Follow Through, Be Consistent

Amies said: "Depending on how loose or firm your boundaries are on these kinds of things, it's going to take your child a little while to figure out" where you stand on the matter.

In the case of the aforementioned television scenario, Amies said if you were to tell your child to "put the remote down" and your child said "No!" and then you say "Ugh, fine" before going off and doing whatever you need to do, "your child knows that boundary is quite flexible."

She said: "If that's the situation that you're in, it's totally fine.

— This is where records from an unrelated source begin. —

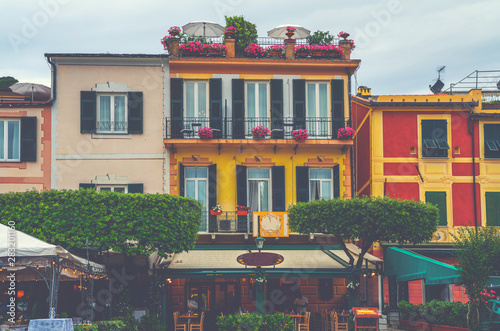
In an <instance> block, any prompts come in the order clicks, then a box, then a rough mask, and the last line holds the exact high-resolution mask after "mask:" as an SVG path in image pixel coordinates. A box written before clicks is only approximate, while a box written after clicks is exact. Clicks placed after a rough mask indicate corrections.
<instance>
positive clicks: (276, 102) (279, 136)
mask: <svg viewBox="0 0 500 331" xmlns="http://www.w3.org/2000/svg"><path fill="white" fill-rule="evenodd" d="M283 124H284V123H283V79H271V138H273V139H283V138H284V125H283Z"/></svg>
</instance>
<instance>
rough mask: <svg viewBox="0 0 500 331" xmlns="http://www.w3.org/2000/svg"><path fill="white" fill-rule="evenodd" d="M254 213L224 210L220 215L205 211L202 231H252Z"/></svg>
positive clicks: (203, 216)
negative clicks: (240, 214)
mask: <svg viewBox="0 0 500 331" xmlns="http://www.w3.org/2000/svg"><path fill="white" fill-rule="evenodd" d="M251 216H252V213H251V212H249V213H248V215H238V214H237V213H236V212H235V211H224V212H222V213H221V214H220V215H211V214H210V212H207V211H205V212H203V213H202V218H201V224H200V232H208V233H250V232H251V231H252V221H251V220H252V217H251Z"/></svg>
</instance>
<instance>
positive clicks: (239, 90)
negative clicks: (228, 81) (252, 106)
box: [231, 79, 245, 139]
mask: <svg viewBox="0 0 500 331" xmlns="http://www.w3.org/2000/svg"><path fill="white" fill-rule="evenodd" d="M231 91H232V106H233V138H234V139H244V138H245V81H244V80H243V79H233V80H232V90H231Z"/></svg>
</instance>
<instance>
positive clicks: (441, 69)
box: [429, 66, 500, 94]
mask: <svg viewBox="0 0 500 331" xmlns="http://www.w3.org/2000/svg"><path fill="white" fill-rule="evenodd" d="M445 68H446V66H441V67H440V68H439V69H437V72H438V79H437V81H436V83H434V85H432V86H430V85H429V88H430V90H431V91H432V93H434V94H438V93H439V92H441V90H442V89H443V87H444V83H443V82H442V81H441V72H444V69H445ZM499 83H500V82H499Z"/></svg>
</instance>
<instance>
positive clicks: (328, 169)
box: [309, 168, 333, 200]
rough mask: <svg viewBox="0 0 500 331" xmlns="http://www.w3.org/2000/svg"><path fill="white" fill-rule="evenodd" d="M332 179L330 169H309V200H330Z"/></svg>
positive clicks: (332, 182)
mask: <svg viewBox="0 0 500 331" xmlns="http://www.w3.org/2000/svg"><path fill="white" fill-rule="evenodd" d="M332 177H333V176H332V169H327V168H324V169H309V200H318V199H326V200H329V199H331V198H332V196H333V180H332Z"/></svg>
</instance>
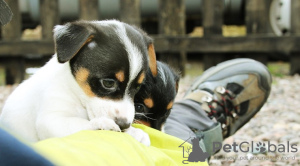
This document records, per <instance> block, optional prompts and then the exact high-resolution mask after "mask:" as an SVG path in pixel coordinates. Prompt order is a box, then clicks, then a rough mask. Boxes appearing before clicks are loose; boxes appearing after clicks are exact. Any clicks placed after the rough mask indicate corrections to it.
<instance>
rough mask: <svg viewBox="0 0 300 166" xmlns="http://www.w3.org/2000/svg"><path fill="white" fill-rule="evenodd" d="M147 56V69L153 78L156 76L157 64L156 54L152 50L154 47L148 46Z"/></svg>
mask: <svg viewBox="0 0 300 166" xmlns="http://www.w3.org/2000/svg"><path fill="white" fill-rule="evenodd" d="M148 56H149V68H150V70H151V73H152V75H153V76H154V77H156V75H157V64H156V54H155V50H154V45H153V44H150V45H149V46H148Z"/></svg>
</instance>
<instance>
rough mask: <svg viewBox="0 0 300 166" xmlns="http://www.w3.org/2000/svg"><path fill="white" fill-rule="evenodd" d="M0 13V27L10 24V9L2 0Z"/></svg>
mask: <svg viewBox="0 0 300 166" xmlns="http://www.w3.org/2000/svg"><path fill="white" fill-rule="evenodd" d="M0 12H1V14H0V26H3V25H5V24H7V23H8V22H10V20H11V19H12V16H13V13H12V12H11V10H10V7H9V6H8V5H7V4H6V2H5V1H4V0H0Z"/></svg>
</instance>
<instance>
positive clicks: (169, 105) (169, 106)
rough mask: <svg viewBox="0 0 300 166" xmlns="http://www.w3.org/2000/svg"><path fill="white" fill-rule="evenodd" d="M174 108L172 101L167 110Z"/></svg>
mask: <svg viewBox="0 0 300 166" xmlns="http://www.w3.org/2000/svg"><path fill="white" fill-rule="evenodd" d="M172 107H173V101H171V102H170V103H169V104H168V105H167V110H169V109H171V108H172Z"/></svg>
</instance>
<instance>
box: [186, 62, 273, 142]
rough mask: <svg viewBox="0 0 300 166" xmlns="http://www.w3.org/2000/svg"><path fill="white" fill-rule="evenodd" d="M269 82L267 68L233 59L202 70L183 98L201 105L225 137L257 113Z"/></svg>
mask: <svg viewBox="0 0 300 166" xmlns="http://www.w3.org/2000/svg"><path fill="white" fill-rule="evenodd" d="M271 83H272V77H271V75H270V73H269V71H268V69H267V68H266V67H265V66H264V65H263V64H261V63H260V62H257V61H255V60H252V59H246V58H243V59H234V60H230V61H226V62H223V63H220V64H218V65H217V66H215V67H212V68H210V69H208V70H207V71H205V72H204V73H203V75H202V76H200V77H199V78H198V79H197V80H196V81H195V82H194V84H193V85H192V86H191V88H190V89H189V90H188V91H187V93H186V96H185V98H187V99H191V100H194V101H197V102H199V103H201V104H202V108H203V109H204V110H206V111H207V112H208V115H209V116H212V117H215V119H216V120H217V121H219V122H220V123H222V124H223V135H224V137H227V136H229V135H232V134H233V133H235V132H236V131H237V130H238V129H239V128H240V127H242V126H243V125H244V124H245V123H246V122H248V121H249V120H250V119H251V118H252V117H253V116H254V115H255V114H256V113H257V112H258V111H259V110H260V108H261V107H262V106H263V104H264V103H265V102H266V100H267V98H268V96H269V93H270V91H271ZM207 92H209V93H207Z"/></svg>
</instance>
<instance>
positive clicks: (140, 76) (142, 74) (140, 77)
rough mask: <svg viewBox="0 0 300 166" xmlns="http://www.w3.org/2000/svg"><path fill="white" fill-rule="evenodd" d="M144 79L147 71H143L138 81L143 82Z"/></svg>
mask: <svg viewBox="0 0 300 166" xmlns="http://www.w3.org/2000/svg"><path fill="white" fill-rule="evenodd" d="M144 79H145V73H144V72H143V73H142V74H141V75H140V77H139V79H138V83H139V84H141V83H142V82H143V81H144Z"/></svg>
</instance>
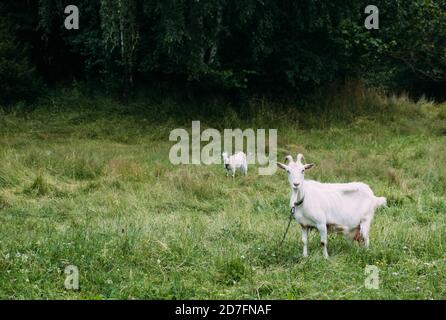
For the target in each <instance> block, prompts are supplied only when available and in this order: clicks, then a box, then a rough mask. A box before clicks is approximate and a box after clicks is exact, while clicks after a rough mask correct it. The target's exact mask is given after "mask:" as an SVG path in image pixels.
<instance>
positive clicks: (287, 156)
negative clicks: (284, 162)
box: [285, 155, 294, 163]
mask: <svg viewBox="0 0 446 320" xmlns="http://www.w3.org/2000/svg"><path fill="white" fill-rule="evenodd" d="M285 162H286V163H290V162H294V160H293V157H292V156H289V155H288V156H286V157H285Z"/></svg>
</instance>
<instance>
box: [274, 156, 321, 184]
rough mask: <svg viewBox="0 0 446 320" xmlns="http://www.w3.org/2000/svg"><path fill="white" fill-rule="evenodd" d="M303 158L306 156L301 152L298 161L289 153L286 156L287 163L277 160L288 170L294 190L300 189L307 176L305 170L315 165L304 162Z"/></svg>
mask: <svg viewBox="0 0 446 320" xmlns="http://www.w3.org/2000/svg"><path fill="white" fill-rule="evenodd" d="M303 160H304V156H303V155H302V154H301V153H299V154H298V155H297V158H296V161H294V160H293V157H292V156H290V155H288V156H286V157H285V162H286V164H284V163H280V162H277V166H278V167H279V168H281V169H283V170H285V171H286V172H287V174H288V182H289V183H290V186H291V188H292V189H293V190H298V189H299V188H300V187H301V186H302V184H303V182H304V178H305V170H309V169H311V168H312V167H314V164H313V163H309V164H304V163H303V162H302V161H303Z"/></svg>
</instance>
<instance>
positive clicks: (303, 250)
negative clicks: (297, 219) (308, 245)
mask: <svg viewBox="0 0 446 320" xmlns="http://www.w3.org/2000/svg"><path fill="white" fill-rule="evenodd" d="M308 230H309V228H308V227H303V226H302V231H301V236H302V243H303V245H304V248H303V252H302V255H303V256H304V257H305V258H306V257H308V248H307V243H308Z"/></svg>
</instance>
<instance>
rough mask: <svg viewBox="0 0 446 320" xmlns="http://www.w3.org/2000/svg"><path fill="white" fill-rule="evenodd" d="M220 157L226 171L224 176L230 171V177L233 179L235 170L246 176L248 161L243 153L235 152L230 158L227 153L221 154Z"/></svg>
mask: <svg viewBox="0 0 446 320" xmlns="http://www.w3.org/2000/svg"><path fill="white" fill-rule="evenodd" d="M222 157H223V163H224V165H225V169H226V176H228V175H229V171H232V177H233V178H234V177H235V171H236V170H237V169H238V170H240V171H241V172H243V174H244V175H245V176H246V175H247V174H248V161H247V160H246V155H245V154H244V153H243V152H237V153H236V154H234V155H232V156H228V153H226V152H223V153H222Z"/></svg>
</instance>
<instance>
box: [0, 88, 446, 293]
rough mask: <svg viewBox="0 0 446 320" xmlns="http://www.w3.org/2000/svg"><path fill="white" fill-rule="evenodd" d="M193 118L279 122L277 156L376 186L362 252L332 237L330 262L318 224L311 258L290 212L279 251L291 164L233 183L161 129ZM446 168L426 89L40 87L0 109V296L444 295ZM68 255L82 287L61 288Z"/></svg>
mask: <svg viewBox="0 0 446 320" xmlns="http://www.w3.org/2000/svg"><path fill="white" fill-rule="evenodd" d="M311 103H312V104H313V105H310V104H311ZM19 107H20V106H19ZM21 107H22V109H26V106H23V105H22V106H21ZM310 107H311V108H310ZM310 111H311V112H310ZM192 120H201V123H202V130H203V129H204V127H214V128H217V129H223V128H242V129H244V128H254V129H255V128H277V129H278V148H279V159H280V160H282V159H283V157H284V155H286V154H289V153H291V154H292V155H293V156H295V155H296V153H297V152H302V153H304V155H305V158H306V160H307V162H315V163H316V165H317V166H316V167H315V168H314V169H313V170H311V171H309V172H308V173H307V178H310V179H316V180H320V181H324V182H349V181H363V182H365V183H367V184H369V185H370V186H371V188H372V189H373V190H374V192H375V194H376V195H378V196H385V197H387V199H388V206H389V207H388V208H384V209H380V210H379V211H377V213H376V215H375V220H374V222H373V224H372V228H371V238H370V239H371V246H370V248H369V249H367V250H366V249H364V248H361V247H359V246H358V245H357V244H356V243H350V242H348V241H346V240H345V239H344V238H343V237H342V236H339V235H330V236H329V240H328V251H329V254H330V259H329V260H325V259H324V258H323V257H322V252H321V248H320V244H319V234H318V233H317V232H314V231H313V232H311V233H310V238H309V247H308V249H309V257H308V258H305V259H304V258H302V253H301V252H302V244H301V241H300V227H299V226H298V225H297V223H295V222H293V223H292V225H291V226H292V227H291V229H290V232H289V233H288V235H287V238H286V240H285V242H284V244H283V246H282V247H279V246H278V243H279V241H280V239H281V237H282V235H283V232H284V230H285V228H286V225H287V222H288V214H289V208H288V201H289V186H288V182H287V179H286V176H285V174H284V173H283V172H279V171H278V172H277V173H276V174H275V175H273V176H258V175H257V169H256V168H254V167H253V166H251V167H250V170H249V173H248V176H247V177H240V176H237V177H236V179H235V180H234V181H233V180H232V179H231V178H226V177H225V173H224V169H223V165H221V166H217V165H215V166H204V165H202V166H193V165H184V166H174V165H172V164H170V162H169V159H168V154H169V150H170V147H171V146H172V145H173V143H172V142H169V140H168V137H169V132H170V131H171V130H172V129H174V128H177V127H185V128H187V129H190V127H191V121H192ZM445 164H446V105H444V104H443V105H438V104H434V103H431V102H429V101H426V100H424V99H421V100H420V101H418V102H412V101H410V100H409V99H408V98H407V97H404V96H402V97H383V96H382V95H379V94H377V93H374V92H363V91H361V92H347V93H345V92H344V93H341V94H339V95H338V96H333V97H331V98H330V99H325V100H324V99H320V101H317V100H316V101H314V102H308V105H306V106H300V107H299V108H296V107H295V106H293V105H279V104H278V103H277V104H275V103H272V102H268V101H266V100H263V99H258V100H253V101H252V102H251V103H249V104H248V105H246V106H245V108H244V109H243V110H241V111H240V110H234V109H232V108H231V107H230V106H229V105H221V103H220V102H219V101H215V102H212V101H211V102H209V103H208V105H207V108H206V109H205V108H203V107H202V106H196V107H194V106H193V104H192V103H189V104H187V105H184V106H183V105H181V104H180V103H178V102H176V100H175V97H168V96H166V97H163V98H158V99H156V98H153V99H148V100H147V101H146V100H144V99H136V100H135V101H134V102H131V103H130V104H129V105H123V104H120V103H119V102H116V101H114V100H112V99H111V98H107V97H96V98H95V97H86V96H84V95H83V94H82V93H81V92H79V91H76V90H74V92H69V93H67V94H66V96H65V97H63V96H62V95H59V96H57V95H55V96H48V97H47V98H46V99H43V100H42V101H41V102H40V103H39V104H38V105H36V106H34V107H33V108H32V110H26V111H24V110H21V109H20V108H18V111H16V112H10V111H9V112H6V111H4V112H0V298H2V299H29V298H31V299H444V298H446V256H445V249H446V166H445ZM68 265H75V266H77V267H78V268H79V272H80V290H78V291H73V290H67V289H65V287H64V281H65V277H66V275H65V274H64V269H65V267H66V266H68ZM367 265H374V266H376V267H378V268H379V270H380V273H379V281H380V283H379V289H377V290H373V289H367V288H366V287H365V284H364V280H365V278H366V274H365V273H364V270H365V267H366V266H367Z"/></svg>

But just know that you have got to be firm, consistent, calm."

The nanny noted "it's really easy to find yourself on repeat" when it comes to asking a child to do something, especially when you are busy and multi-tasking.

"However, children are very good at figuring out where your focus truly lies," so if you repeat your request several times, while focusing on other tasks, "they do not get a sense of urgency or desire to hop to it," she said.

The most effective way of getting a child to do what you've asked them to do is by "dropping to their level, placing a hand on their arm to make a connection with them and making eye contact whilst clearly stating my request," Amies said.

She would then "inspire motivation" using a phrase like "I'm going to go [insert place], I wonder if you can have your shoes on before I come back....go, go, go!"

Stephanie Cox, a licensed mental health counselor based in Florida, said: "Consistency is the most effective way for parents to enact effective behavior change in their children," in a February 2022 article for Psychology Today.

Be Predictable

Amies said that when you've carried out the "1,23...You or Me?" technique enough times and have seen it through, meaning "you've meant what you said and your actions have backed up your words," that's when "the magic happens" and you see that your child is learning lessons.

...And Supportive

Amies noted it's also important to be understanding of your child and support them through this new lesson they're learning. "Even though it's frustrating for them, it's a new lesson and they need your help," she said.

Notice the Good

The nanny added it's so easy to "develop a negative narration in relation to children's behaviors," because "life is busy, often stressful and children will naturally push against boundaries and require huge amounts of patience, which is tough."

She advised, wherever possible, to "notice the good stuff." For example, make a point of telling them that you spotted how kind they were or how lovely their drawing is.

Building their self esteem with supportive phrases like "I can see how hard you tried to build your lego" will have a ripple effect and generate more positive behaviors, "the opposite of which can be said when we only ever comment on the negative," she warned.